Zostaje opcja 170. Nieprawidłowa. Bo gdybym po zamknięciu zmiany na kasie i wykryciu braku stówy zrobił inwentaryzację częściową tego właśnie towaru za 70 zeta to by mi wyszło, że rano miałem na półce 5 sztuk, teraz mam 4. I zajebiście bo kasa zarejestrowała jedną sprzedaż na tym produkcie więc wszystko się zgadza, nie ma straty.
Więc jebie mnie jakie jest rozwiązanie wysokomatematyczne i głęboko logiczne, że aż by się Kartezjusz posrał. Z inwentaryzacyjnego i kasowego, czyli tak jak to się właśnie w sklepach obowiązująco liczy, sklep stracił 100 (słownie: sto złotych.)
Dziękuję za uwagę. Przestańcie spamić .
Ps. Korzystając z okazji chciałbym pozdrowić mamę! I wszyscy powinniście to zrobić w tym dniu, ancymony!
_________________ I'M TOO OLD FOR THIS SHIT!
........................
#seniorwinternetach #fascynującaanegdotka #lata90tetoapogeumludzkiejcywilizacji #gettudaczopa
........................
The Mission // Dead Poets Society // Boyz n the Hood // Fisher King // Bronx Tale // Trainspotting // Chasing Amy // Big Lebowski // Fight Club // Human Traffic // Samotari.
Czyli apgrejdowana złota 11tka filmów, które uczyniły mnie Jankielem. Obejrzyj wszystkie i zostań mną. Polecam - 8.73/10
Ostatnio zmieniony przez JankielKindybalista85 2017-05-26, 13:06, w całości zmieniany 2 razy
Hipotetycznie: masz do sprzedania rower. Za 250 zł.
Ktoś Ci podpierdolił 300 zł z kieszeni w sklepie.
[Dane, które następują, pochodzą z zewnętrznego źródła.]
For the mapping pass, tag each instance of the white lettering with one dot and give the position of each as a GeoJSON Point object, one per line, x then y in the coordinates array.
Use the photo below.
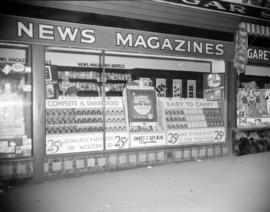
{"type": "Point", "coordinates": [237, 8]}
{"type": "Point", "coordinates": [88, 36]}
{"type": "Point", "coordinates": [209, 48]}
{"type": "Point", "coordinates": [261, 54]}
{"type": "Point", "coordinates": [197, 47]}
{"type": "Point", "coordinates": [265, 55]}
{"type": "Point", "coordinates": [265, 14]}
{"type": "Point", "coordinates": [46, 32]}
{"type": "Point", "coordinates": [179, 46]}
{"type": "Point", "coordinates": [167, 44]}
{"type": "Point", "coordinates": [215, 4]}
{"type": "Point", "coordinates": [140, 42]}
{"type": "Point", "coordinates": [194, 2]}
{"type": "Point", "coordinates": [27, 30]}
{"type": "Point", "coordinates": [67, 32]}
{"type": "Point", "coordinates": [120, 40]}
{"type": "Point", "coordinates": [153, 46]}
{"type": "Point", "coordinates": [219, 49]}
Jesteś stratny 300 zł.
Kilka dni później ta sama osoba (nie wiesz, że to ona) przychodzi do Ciebie i chce kupić 1 rower. Daje 3 banknoty stuzłotowe. Dajesz mu rower i 50 zł.
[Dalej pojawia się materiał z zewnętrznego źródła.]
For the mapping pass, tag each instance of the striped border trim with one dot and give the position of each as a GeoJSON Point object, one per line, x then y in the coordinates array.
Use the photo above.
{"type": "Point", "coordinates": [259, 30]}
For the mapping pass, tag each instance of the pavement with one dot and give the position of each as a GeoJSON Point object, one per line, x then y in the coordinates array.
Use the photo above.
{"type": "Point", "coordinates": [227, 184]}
Sam pomyśl - miałeś 300 zł w formie jednego roweru i banknotu 50 zł, wymieniłeś rower i banknot 50 zł na trzy banknoty 100 zł. Czyli w tym momencie wychodzisz na 0 i jesteś stratny tylko te 3 stówy, które ci ukradziono
Sam popełniłeś błąd. Założyłeś, że sprzedawca sprzedał rower po cenie po której go nabył/wyprodukował. Jeśli zarobił by choć jeden zł na sprzedaży roweru już by był 49 zł na minusie.
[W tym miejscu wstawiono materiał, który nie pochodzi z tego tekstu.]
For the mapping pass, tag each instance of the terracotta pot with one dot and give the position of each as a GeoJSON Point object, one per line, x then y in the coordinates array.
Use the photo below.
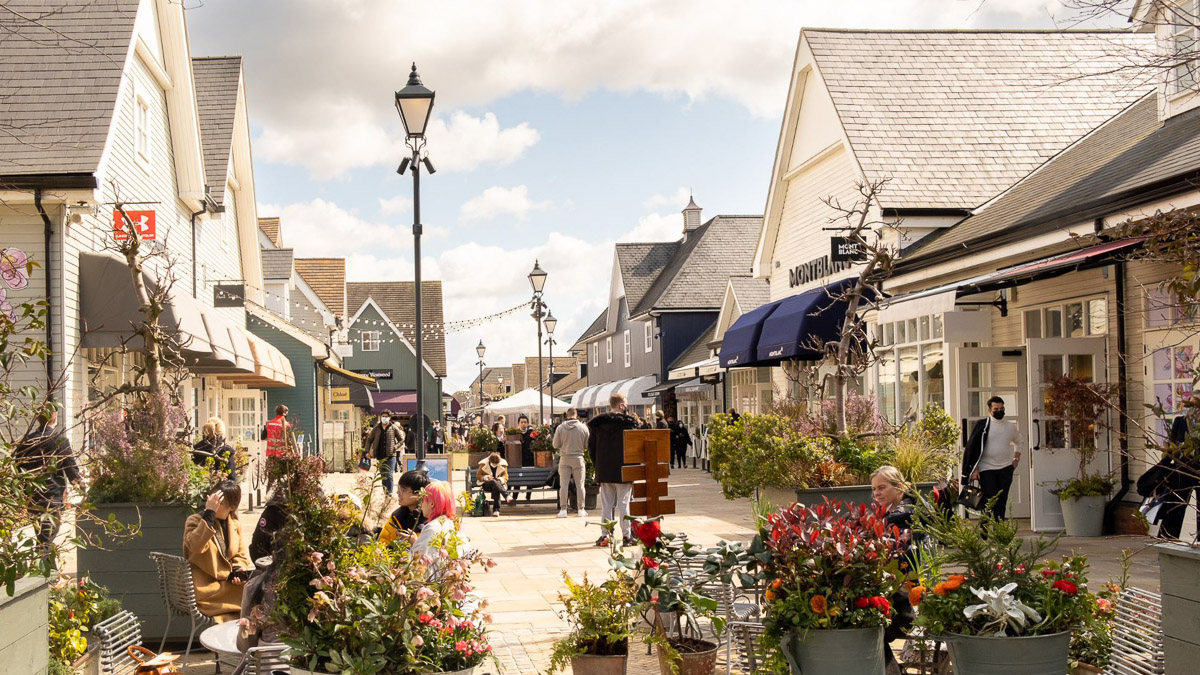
{"type": "Point", "coordinates": [691, 663]}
[ Dodano: 2017-05-26, 13:04 ]
Cytat:
Ten sam zajebator przychodzi z zajebaną stówą i kupuje jakieś badziewie za 70 zeta.
Tylko w tym monecie trzeba spojrzeć na jedną rzecz. Sklep nie zarabia tyle ile ktoś płaci, tutaj trzeba odjąć marżę która jest nieznana.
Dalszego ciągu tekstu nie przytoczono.